Hala wystawowa. Zwiedzający oglądają gołębie w klatkach. Hodowca Prokop pokazuje swój gołębnik.
00:00:00:20 | Napis: "Katowice". Wnętrze sali wystawowej. |
00:00:04:12 | Zbliżenie na klatki z gołębiami. |
00:00:18:04 | Górnicy stojący przy swoich klatkach z gołębiami. |
00:00:21:13 | Widok na klatkę z gołębiem "powstańcem". |
00:00:28:23 | Zbliżenie na tabliczkę, na której jest napis: "Gołąb Partyzant Inwalida", przyczepioną do klatki. |
00:00:30:21 | Gołąb "partyzant" w klatce. |
00:00:35:00 | Dzieci oglądają klatki z gołębiami. |
00:00:36:22 | Chłopiec w skupieniu ogląda gołębie. |
00:00:38:05 | Zbliżenie na gołębia w klatce. |
00:00:40:11 | Ptaki wlatują do gołębnika. |
00:00:43:07 | Hodowca karmi gołębie. |
00:00:49:10 | Zbliżenie na twarz hodowcy. |
00:00:52:15 | Gołębie jedzą karmę. |
Katowice.
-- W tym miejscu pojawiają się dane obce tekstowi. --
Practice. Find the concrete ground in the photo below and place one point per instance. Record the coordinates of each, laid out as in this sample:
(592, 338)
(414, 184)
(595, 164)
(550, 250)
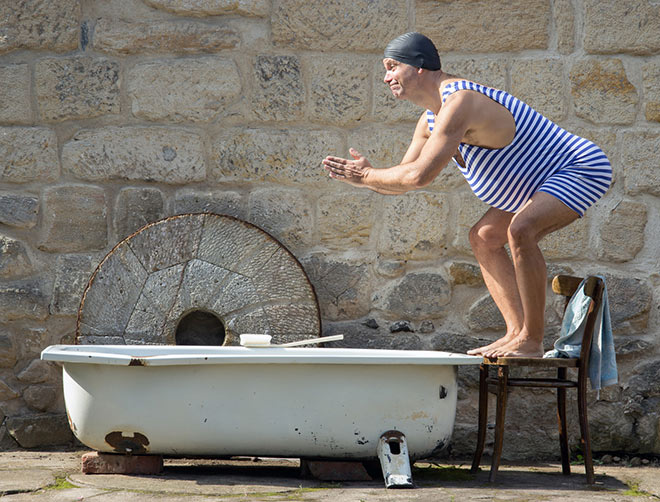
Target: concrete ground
(55, 476)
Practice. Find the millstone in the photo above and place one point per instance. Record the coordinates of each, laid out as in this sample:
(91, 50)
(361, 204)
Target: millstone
(197, 279)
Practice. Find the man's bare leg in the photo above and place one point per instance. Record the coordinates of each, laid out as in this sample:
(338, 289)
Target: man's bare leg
(488, 238)
(542, 215)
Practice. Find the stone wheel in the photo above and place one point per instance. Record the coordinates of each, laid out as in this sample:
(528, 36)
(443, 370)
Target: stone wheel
(197, 279)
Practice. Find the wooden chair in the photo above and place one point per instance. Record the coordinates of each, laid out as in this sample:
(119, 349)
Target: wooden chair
(565, 286)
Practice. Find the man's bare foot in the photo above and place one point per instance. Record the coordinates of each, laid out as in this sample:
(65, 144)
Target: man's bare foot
(500, 342)
(521, 346)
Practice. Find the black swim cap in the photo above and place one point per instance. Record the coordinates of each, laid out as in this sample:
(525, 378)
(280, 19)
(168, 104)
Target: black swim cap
(414, 49)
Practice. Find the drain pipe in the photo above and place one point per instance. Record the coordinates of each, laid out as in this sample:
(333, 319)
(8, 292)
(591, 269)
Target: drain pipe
(394, 460)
Przeszło tysiąc gołębi pocztowych wzięło udział w wystawie, która odbyła się w Katowicach. Nie wszyscy chyba wiedzą, że na dziesięć tysięcy hodowców gołębi w Polsce, osiem tysięcy zrzeszonych przypada na Śląsk. Jest to niemal narodowy sport górników i hutników. Największym powodzeniem cieszył się gołąb z Powstania Warszawskiego i gołąb z partyzantki. Ptaki te są inwalidami, każdy z nich stracił w działaniach wojennych nóżkę. Powierzone im meldunki doszły jednak do celu. Czołowy hodowca śląski pan Prokop zaprosił operatora Kroniki do swego gołębnika. Zmyślne stworzonka są tak obłaskawione, że nie boją się nawet terkotu aparatu filmowego i jaskrawego światła lamp.